Does the Catholic Church Keep Records of Confirmation?

October 2, 2020 by No Comments

The short answer is yes: the Catholic Church does keep records of confirmation, for a variety of reasons. Read on to find out why.

Sacraments in the Catholic Church


When young people go through confirmation, they receive an envelope containing their confirmation certificates. These are for them and their families to take home as both a keepsake, and a personal record of the confirmation. Much like with other sacraments, these are events that families would like to have a reminder of, to appreciate how special the occasion was.

At baptism, families are similarly provided with a baptismal certificate and the baptismal candle to remember the sacrament and its meaning. Baptism is the also the first sacrament an individual makes in the Catholic Church and, usually, takes place soon after birth. Baptism provides an opportunity for family and friends to gather as the parents of the newborn commit to raising the child in the traditions of the Catholic Church and the teachings of the Holy Bible. The church also recognizes baptisms from other Christian faiths. If an individual is baptized in a different church and converts to Catholicism, they do not need to be baptized again.

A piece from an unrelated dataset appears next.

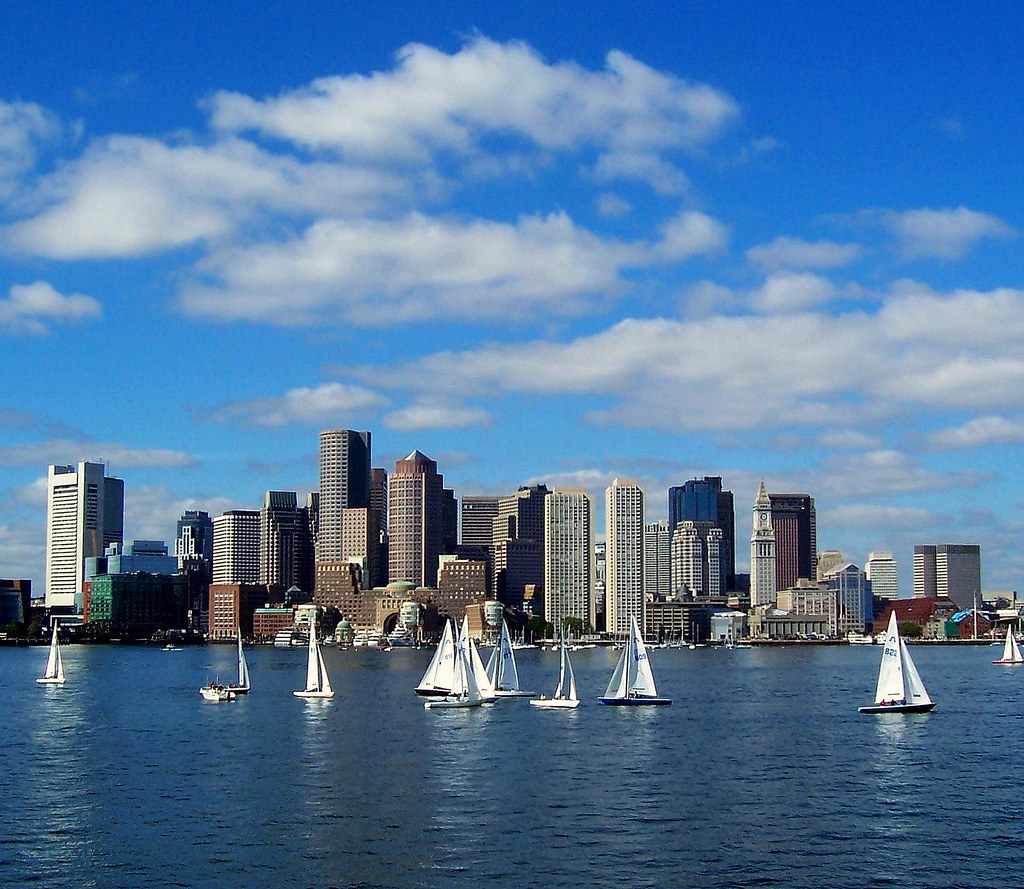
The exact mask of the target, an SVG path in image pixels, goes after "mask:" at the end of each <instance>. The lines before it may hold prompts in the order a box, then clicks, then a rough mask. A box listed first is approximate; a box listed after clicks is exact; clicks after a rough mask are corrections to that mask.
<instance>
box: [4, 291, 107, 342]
mask: <svg viewBox="0 0 1024 889" xmlns="http://www.w3.org/2000/svg"><path fill="white" fill-rule="evenodd" d="M102 313H103V312H102V308H101V306H100V305H99V302H98V301H96V300H95V299H93V298H92V297H91V296H85V295H83V294H81V293H73V294H70V295H68V296H63V295H62V294H59V293H57V291H56V290H54V288H53V286H52V285H50V284H47V283H46V282H45V281H37V282H36V283H35V284H28V285H23V284H15V285H13V286H12V287H11V289H10V292H9V293H8V295H7V298H6V299H0V331H3V332H6V333H12V334H31V335H34V336H41V335H43V334H46V333H49V330H50V327H51V326H53V325H58V324H68V323H72V322H80V321H83V320H85V319H90V317H99V316H100V315H101V314H102Z"/></svg>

When making their First Communion, families will also receive an envelope, this time containing the First Communion certificates. Families often make a banner that is hung in the church on the day of the First Communion. The banner is intended to be a family project that includes their name, and representations of the bread and wine that makes up the Holy Communion. First Communion is when children are welcomed to fully participate during the mass by accepting communion for the first time. In celebration, children often receive prayer books, rosaries, candles, crucifixes, or a holy card as gifts.

Confirmation usually occurs when the young person is in junior or high school, depending on the parish they belong too. It is up to each parish to decide when they will start preparations for confirmation. Again, while it varies, preparing for confirmation can involve up to two years of faith formation classes. The Diocese Bishop usually conducts Confirmation. However, during the COVID Pandemic, many dioceses have allowed parish priests to perform the confirmations instead.

Church records


While the confirmation certificate is for the families, individual churches do keep records of the sacraments performed. That means they will have a record of every individual who was baptized, received the First Communion, and who was confirmed, as well as records of marriages and burials within the church. If you need a record of your sacraments, you need to contact the church from which you received them. If that church is no longer in existence, you can contact your diocese to see where the sacrament records for that parish were sent.

Often, when preparing for a new sacrament, the parish you are at will want a record of your previous sacraments. Keeping all of your certificates together in the same envelope will make that an easy thing to provide. However, if any of these have been lost, you can contact the parish for help. If you are being confirmed at the same parish where you were baptized, you generally don’t have to worry about any verification processes, because they will already have it on file.

If you get married in the church, you will also receive a marriage certificate. The certificate is not the same as your marriage license, and depending on what state you reside in, it may or may not be considered to be a legal document. The marriage certificate will be signed by the priest that officiated the wedding, and priests are allowed by the state to officiate legal marriages. So, regardless of the certificate, if you are married in a Catholic Church by a Catholic priest, the marriage is legal and binding.

If, for any reason, your marriage ends, and you want to get an annulment, you do not need to go through the same parish where you were married. You will only need to verify where and when you got married, hopefully with a copy of your marriage certificate. However, if you lost it, you can contact the church where you were married for the needed paperwork.